As departmental expenses rose just 0.2%, London closed 2018 with 6.5% year-over-year growth in departmental profit. With total revenue falling and total departmental expenses (+1.1%) rising slightly in the Regional U.K., there is an indication that hoteliers struggled to reduce costs. This is reflected in the ratio-to-sales figure, where departmental expenses accounted for 34.8% of total revenues in London versus 42.8% in Regional U.K.

Labour cost growth was reported in both London (+6.1%) and Regional U.K. (+1.0%), with the increases driven by different areas. London’s largest lifts came in information and telecommunication (+11.3%) as well as property operations and maintenance (+9.2%), suggesting additional investments were implemented for properties to remain competitive. Regional U.K. recorded the largest increase in marketing (+5.0%), demonstrating a need for hoteliers to improve the attractiveness of the region. According to Reuters, U.K. labour costs across all industries were at their highest level for the last five years in late 2018. With the unemployment rate at its lowest since the 1970s, employers are struggling to retain staff.
 

Franchise fees and utility costs were the fastest growing undistributed expense items in both London and the regions. This is also reflected in an increase in the Consumer Price Index (CPI). Oxford Economics reported 2.5% growth in the CPI against the previous year. With the CPI projected to grow, utility costs are likely to rise in the coming years. As utility costs mainly comprise energy-related expenses, the increase can also be attributed to occupancy growth. Breaking down the U.K.’s growth in franchise fees, London and Regional U.K. recorded 14.1% and 9.9% increases, respectively. Franchise fees comprise three components that can be retrieved through an in-depth analysis of undistributed expenses: franchise royalty fees, franchising and affiliation advertising, and loyalty programs and affiliation fees. The 2018 increase in franchise fees was predominantly driven by royalty fees. Recent research supports this, highlighting a growing trend towards the franchise model, and our hotel supply and pipeline database showed that 59 properties across the U.K. opened under or transitioned to a franchise agreement model in 2018 .
 

Brexit yet to affect hotel profitability
So far, so good in terms of hotel profitability, as Brexit is yet to have a noticeable impact in London, although growth has slowed for the overall U.K., and the trends identified here are likely to continue in the coming years. The fundamentals for demand growth remain valid, and the U.K. is expected to reach 40 million visitors by 2023 with a CAGR of 2%, which will likely result in higher revenue for hoteliers (Source: Oxford Economics). 

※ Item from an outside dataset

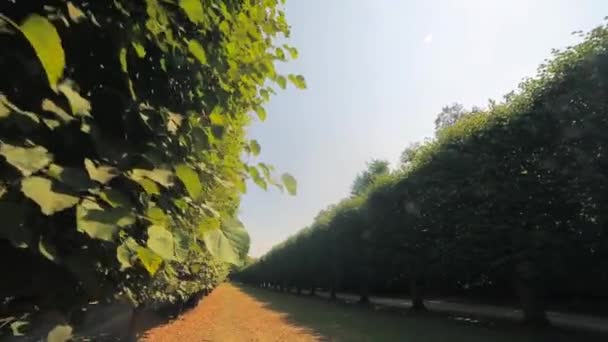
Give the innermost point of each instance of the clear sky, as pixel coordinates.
(378, 72)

In terms of profitability growth, hoteliers can take action on their bottom line by aiming for rate-driven increases, as occupancy-driven growth increases owner consumption costs. An earlier analysis from STR revealed that “for the [the UK-based] hotels in this study, rate performance had a greater impact on overall profitability than occupancy performance”. 

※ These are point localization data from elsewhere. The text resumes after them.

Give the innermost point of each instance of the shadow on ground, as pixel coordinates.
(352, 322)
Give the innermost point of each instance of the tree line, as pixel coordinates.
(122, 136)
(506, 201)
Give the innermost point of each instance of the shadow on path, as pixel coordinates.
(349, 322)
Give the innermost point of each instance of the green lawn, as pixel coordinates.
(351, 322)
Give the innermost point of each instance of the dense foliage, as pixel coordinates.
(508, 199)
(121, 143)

The future of U.K. profitability depends on the type of deal that the U.K. makes with the EU. While a no-deal scenario has a 35% probability, it is expected to lead to higher inflation and a subsequent weakening of the Sterling in the short term (Source: Tourism Economics). This could affect import prices, the cost of food, and health and insurance premiums alongside more complex Visa regulations and labour costs. Although this is a worst-case scenario, it highlights Brexit’s potential impact on hoteliers. Year-to-date RevPAR for 2019 reported declines in Regional U.K. and suggests additional pressure on profitability in the future, while London remains resilient. 
*growth per available room, based on a consistent sample of 423 properties.